We've talked for a month or so now about how much of an inexact science the NFL Draft is and how hard it is for scouts to project the success or failure of college prospects. With that in mind, I went back and looked at ten years of draft history looking specifically at the first ten picks each year. I chose the top ten because these guys should end up, in theory, being the most productive player at the next level plus the fact that analyzing the entire first round or some other sample size would take considerably more time.

For the sake of simplicity I chose the bar of success as having been to a single Pro Bowl. I know that's not a perfect system but for the most part it's fair to every player and removes any chance for bias on my part. I also started with the 2004 draft, so that every player has had at least four seasons to establish themselves. So before you read on, imagine that you're a GM with a top 10 pick in any given year. What percentage do you think you have a picking a guy who will play in at least one Pro Bowl?

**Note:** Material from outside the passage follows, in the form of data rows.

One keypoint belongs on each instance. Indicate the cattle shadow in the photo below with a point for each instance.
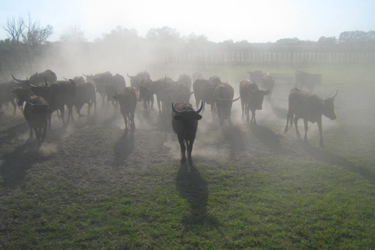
(325, 156)
(267, 137)
(13, 169)
(193, 187)
(123, 147)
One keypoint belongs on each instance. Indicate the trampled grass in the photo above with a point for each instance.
(311, 199)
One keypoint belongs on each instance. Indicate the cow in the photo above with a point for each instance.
(307, 80)
(138, 78)
(38, 79)
(223, 96)
(184, 80)
(251, 99)
(268, 82)
(100, 80)
(85, 93)
(58, 95)
(6, 94)
(128, 102)
(310, 108)
(256, 76)
(146, 94)
(204, 91)
(185, 124)
(37, 112)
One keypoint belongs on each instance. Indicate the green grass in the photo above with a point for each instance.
(324, 201)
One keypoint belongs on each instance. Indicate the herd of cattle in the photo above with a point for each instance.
(41, 94)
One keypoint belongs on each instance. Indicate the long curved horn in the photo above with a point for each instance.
(17, 80)
(177, 112)
(335, 94)
(200, 109)
(236, 99)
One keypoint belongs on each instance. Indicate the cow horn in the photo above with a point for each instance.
(335, 94)
(200, 109)
(236, 99)
(16, 79)
(177, 112)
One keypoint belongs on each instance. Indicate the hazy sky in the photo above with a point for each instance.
(254, 21)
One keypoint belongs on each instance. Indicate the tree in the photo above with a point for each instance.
(73, 34)
(31, 32)
(15, 29)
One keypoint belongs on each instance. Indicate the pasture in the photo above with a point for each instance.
(94, 185)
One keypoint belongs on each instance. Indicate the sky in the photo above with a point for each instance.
(257, 21)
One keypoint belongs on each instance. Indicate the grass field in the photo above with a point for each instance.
(96, 187)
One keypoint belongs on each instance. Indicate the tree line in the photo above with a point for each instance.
(27, 45)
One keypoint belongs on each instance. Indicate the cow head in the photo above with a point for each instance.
(329, 108)
(187, 117)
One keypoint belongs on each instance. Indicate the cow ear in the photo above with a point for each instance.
(197, 116)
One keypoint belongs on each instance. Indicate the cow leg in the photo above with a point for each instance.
(305, 121)
(62, 111)
(132, 123)
(296, 125)
(183, 148)
(242, 108)
(319, 122)
(190, 149)
(253, 121)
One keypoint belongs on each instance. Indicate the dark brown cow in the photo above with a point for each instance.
(310, 108)
(37, 113)
(128, 102)
(58, 94)
(38, 79)
(307, 80)
(185, 124)
(223, 96)
(251, 99)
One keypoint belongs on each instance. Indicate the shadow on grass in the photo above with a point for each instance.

First some raw stats on the first ten picks from 1995 through 2004 (100 total picks):

Positions Most Frequently Drafted: WR with 18; QB & DE tied with 14; CB with 11; and RB & OT tied with 10

Colleges Most Heavily Represented: Florida State with 7; Miami, Ohio State, Penn State, and Texas each had 6 picks

Teams With Most Top 10 Picks: Cincinnati, Baltimore and Arizona each had 7 top ten picks in the past ten years and Baltimore had two top tens in 2000

Players yet to reach a single Pro Bowl: 49 of 100

Players who have played in one Pro Bow:  17

Players who have played in more than one Pro-Bowl:  34

Obviously there are some guys included in the 49 who will make a Pro Bowl sometime in their career. Guys like Plaxico and Eli come to mind, but there are plenty of guys who made a Pro Bowl whose careers can hardly be called a success (David Boston and Koren Robinson). As the years unfold though in the future, I would imagine that the trend would remain relatively the same. I originally thought after looking at the data that it would be reasonable to assume that the older the draft, the more players from that draft would get at least a single Pro Bowl. Much to my surprise though, two of the worst years for players yet to be selected were in 1995 and in 1998 (each year had 6 players). The 2002 top ten has been the worst so far with seven players yet to reach Pro Bowl status, while the best draft has been the infamous 1999 draft that included Tim Couch and Akili Smith. In total only 3 players failed to reach a PB.

As far as the Steelers are concerned, they've only picked in the top ten once during this time period, selecting Plaxico Burress. He is no doubt a quality receiver but he's yet to make a Pro Bowl during his eight year career despite topping 1,000 yards 4 times and snagging double digit touchdowns twice. The Steelers picks over these ten years have averaged aroud the 20th overall and they have selected just four players that made the Pro Bowl so far in their career. The list of non-PB players includes Kendall Simmons, Plax, Troy Edwards, Chad Scott, Jamain Stephens, and Mark Bruener.  

All in all, if NFL scouts and coaches can't pick a quality player in a top 10 pick how are we supposed to have any idea? Well that's the beauty of the draft. April 28th you can expect to hear every single team say something along the lines of 'we got exactly who we wanted' or 'we filled many important needs' and my personal favorite 'we got the guys who will ensure the sucess of this franchise for years to come.' The truth is though only time will tell.